My best ideas stayed in design files. I could present and explain them but they still depended on someone else to fully bring them into the world. Unless I was paired with an engineer who cares about craft too, I found myself having a strong pov, but not full control over whether that pov would ever be experienced the way I intended.

Transition

I think AI closed the gap between my imagination and real execution.

I directly built into something working instead of ending my design process at mockups or (rarely) prototypes. I could describe an interaction or whatever starting point, test it immediately, dislike it, refine it, and keep going until it felt exactly right!!!! That felt like a process that was far more honest and powerful. A lot of decisions are still hypothetical in design tools but in code the product just answers back. I was just quickly able to see what works and what feels awkward.

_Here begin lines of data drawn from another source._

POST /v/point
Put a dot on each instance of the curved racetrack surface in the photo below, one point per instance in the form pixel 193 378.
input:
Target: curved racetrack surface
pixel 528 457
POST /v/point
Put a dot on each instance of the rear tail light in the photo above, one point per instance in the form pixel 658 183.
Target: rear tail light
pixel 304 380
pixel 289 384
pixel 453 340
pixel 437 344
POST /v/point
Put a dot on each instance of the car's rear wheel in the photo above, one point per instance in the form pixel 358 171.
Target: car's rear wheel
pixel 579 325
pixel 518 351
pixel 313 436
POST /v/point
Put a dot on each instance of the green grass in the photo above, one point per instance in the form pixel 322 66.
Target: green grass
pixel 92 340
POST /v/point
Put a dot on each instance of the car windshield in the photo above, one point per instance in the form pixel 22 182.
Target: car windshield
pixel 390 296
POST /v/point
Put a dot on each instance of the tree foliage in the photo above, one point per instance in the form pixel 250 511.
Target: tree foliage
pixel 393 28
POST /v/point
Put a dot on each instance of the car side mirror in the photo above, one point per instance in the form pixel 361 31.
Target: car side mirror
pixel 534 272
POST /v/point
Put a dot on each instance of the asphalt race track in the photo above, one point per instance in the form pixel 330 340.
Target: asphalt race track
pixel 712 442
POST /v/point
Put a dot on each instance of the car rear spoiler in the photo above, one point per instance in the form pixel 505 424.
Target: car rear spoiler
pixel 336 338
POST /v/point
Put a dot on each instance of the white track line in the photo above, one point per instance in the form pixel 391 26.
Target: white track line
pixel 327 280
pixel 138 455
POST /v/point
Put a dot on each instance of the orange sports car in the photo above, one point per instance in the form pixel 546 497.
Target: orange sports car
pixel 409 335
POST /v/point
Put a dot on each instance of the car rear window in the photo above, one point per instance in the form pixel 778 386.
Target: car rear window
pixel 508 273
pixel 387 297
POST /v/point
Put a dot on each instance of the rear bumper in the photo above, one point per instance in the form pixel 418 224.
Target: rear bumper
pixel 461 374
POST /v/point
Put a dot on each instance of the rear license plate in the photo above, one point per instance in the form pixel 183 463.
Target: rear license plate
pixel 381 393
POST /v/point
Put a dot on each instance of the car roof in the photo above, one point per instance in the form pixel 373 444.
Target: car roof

That never changed my skill, the same sensitivity to detail that I had designing frames could now shape actual behavior and feel.

Learning curve

I still don't know enough code to pretend that I fully understand everything happening. I run into a lot of walls. Sometimes I don't understand why things break. Sometimes AI would give me a half right answer or it would just get stuck.

With the standards I have for myself, I couldn't just accept bad outputs because they're functional. That is what pushed me to learn. I hit a wall, start reading and asking AI, test small changes, learn just enough to understand what is actually wrong, and then come back with sharper prompts. That loop has taught me more about code than anything else because the learning is attached to something I already care about making real.

I think that is an underestimated part of this shift, the better I can diagnose the problem, the more useful AI becomes. AI is really only as good as what you prompt it to do. This loop made me more capable because it kept pulling me into the parts I used to be able to avoid.

Learnings

Handing someone a full working experience is a very different form of communication.

I still care about the craft, maybe more than ever. I just think now the craft doesn't end at the surface.